Güncelleme Tarihi:
Hürriyet Gazetesi'nin Sanat Sayfası'ndaki Kültürazzi köşesinde çıkan ‘‘Tiyatroda Tokatlaşma’’ haberi, büyük bir polemik haline geldi. Televizyonların ana haber bültenlerinde bile haber oldu. Kısacası ‘‘Miss Margarida Yöntemi’’ adlı oyunda tiyatrocu Ülkü Duru ile bir izleyicinin tokatlaşması, kamuoyunu ikiye böldü. Sanatçının yanında olanlar, olaya karışan izleyiciyi tiyatro magandası olmakla niteliyorlar. İzleyicinin tarafında olanlar da Ülkü Duru'yu sanatçı terörü estirmekle suçluyorlar. Olayın kahramanı haline gelen Atilla Yerlikaya'yı bulduk ve konuştuk.
Maganda değil katılımcı seyirciyim
Oyunun konusu, 35 yaşlarında, histerik, teşhirci, cinsel saplantıları olan bir öğretmenin sekizinci sınıftaki öğrencilere karşı egemenlik kurma isteğidir. Oyuncu Ülkü Duru, oyunun her aşamasında artan inişli çıkışlı bir tempoda, kimi zaman sinirlenerek, kimi zamansa sakinleşerek manik depresif fazlar arasında dolaşıyor. Hatta yabancı kökenli bir oyunda küfür olarak kullanılmayan i... gibi kelimeleri de kullanarak oyuna etkileşim ve katılımı sağlamaya çalışıyor. Oyunun ilk bölümünün ortalarında öksürdüğüm için, biraz da kızarak, şiddeti okşamadan sert bir şaplağa giden ‘‘kreşendo’’ üç tokat attı bana.
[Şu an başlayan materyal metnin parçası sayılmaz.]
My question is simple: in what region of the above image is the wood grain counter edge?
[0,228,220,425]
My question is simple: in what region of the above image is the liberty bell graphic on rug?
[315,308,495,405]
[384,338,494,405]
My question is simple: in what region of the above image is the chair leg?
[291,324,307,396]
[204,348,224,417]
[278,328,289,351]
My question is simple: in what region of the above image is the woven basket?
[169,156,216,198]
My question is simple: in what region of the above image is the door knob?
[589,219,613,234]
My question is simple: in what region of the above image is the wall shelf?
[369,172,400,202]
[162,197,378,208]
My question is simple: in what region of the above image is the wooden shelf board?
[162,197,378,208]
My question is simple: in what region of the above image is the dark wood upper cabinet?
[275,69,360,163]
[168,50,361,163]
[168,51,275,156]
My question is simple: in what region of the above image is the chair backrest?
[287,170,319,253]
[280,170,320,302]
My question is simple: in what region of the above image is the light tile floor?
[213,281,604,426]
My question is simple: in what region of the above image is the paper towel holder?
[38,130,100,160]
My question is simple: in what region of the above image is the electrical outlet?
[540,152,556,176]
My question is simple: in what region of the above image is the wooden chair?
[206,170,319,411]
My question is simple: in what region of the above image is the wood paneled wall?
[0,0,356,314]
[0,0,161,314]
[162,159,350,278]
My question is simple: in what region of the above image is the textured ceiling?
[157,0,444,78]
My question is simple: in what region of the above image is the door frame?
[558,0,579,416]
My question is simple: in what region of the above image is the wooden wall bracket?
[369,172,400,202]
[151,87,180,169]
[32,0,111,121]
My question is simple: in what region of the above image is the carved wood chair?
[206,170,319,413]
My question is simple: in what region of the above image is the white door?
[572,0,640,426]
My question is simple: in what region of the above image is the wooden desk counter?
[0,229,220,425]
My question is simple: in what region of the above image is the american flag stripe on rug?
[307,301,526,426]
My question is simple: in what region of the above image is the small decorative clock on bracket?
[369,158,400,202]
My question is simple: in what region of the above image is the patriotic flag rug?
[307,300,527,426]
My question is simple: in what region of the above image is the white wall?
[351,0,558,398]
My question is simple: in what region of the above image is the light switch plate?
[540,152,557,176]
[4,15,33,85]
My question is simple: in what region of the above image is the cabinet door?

Ben de o an refleks olarak kendisine çok daha az bir şidette karşılık verdim. Bunun üzerine Duru, oyunu doğaçlama olarak sürdürerek ‘‘Şabalak çık dışarı’’, ‘‘defol’’ ifadelerini bir kaç kez yineledi. Bütün salona ve özellikle bana mastürbasyon yapıp yapmadığımı, ders sırasında yellenenin özellikle ben olup olmadığımı defalarca sordu. Hatta beni sahneye davet etti. Özellikle bana ‘‘şabalak’’ diye hitap ederek ifadesini kişiselleştirdi. Ben nihayet Devlet Tiyatroları'nda bir New York, Soho atölye tiyatrosunun ritminin yakalandığına sevinirken ‘‘öğretmenimin’’ ‘‘Sen kim oluyorsun’’ sorusuna, ‘‘Vergisini veren dürüst bir Amerikan vatandaşının çocuğuyum’’ yanıtını, kendini biraz da haylaz, sekizinci sınıf öğrencisi Küçük Johnny'nin yerine koyarak verdim. Daha sonra sert bir şekilde tartaklanarak set görevlilerince dışarıya çıkartıldım. Duru'nun öğrenci-seyirciyi etkisi altına alarak son derece iyi bir oyunculuk örneği verdiğini, ancak modern sanata yaklaşım açısından, oyun metnine derin bakmadığı kanısındayım.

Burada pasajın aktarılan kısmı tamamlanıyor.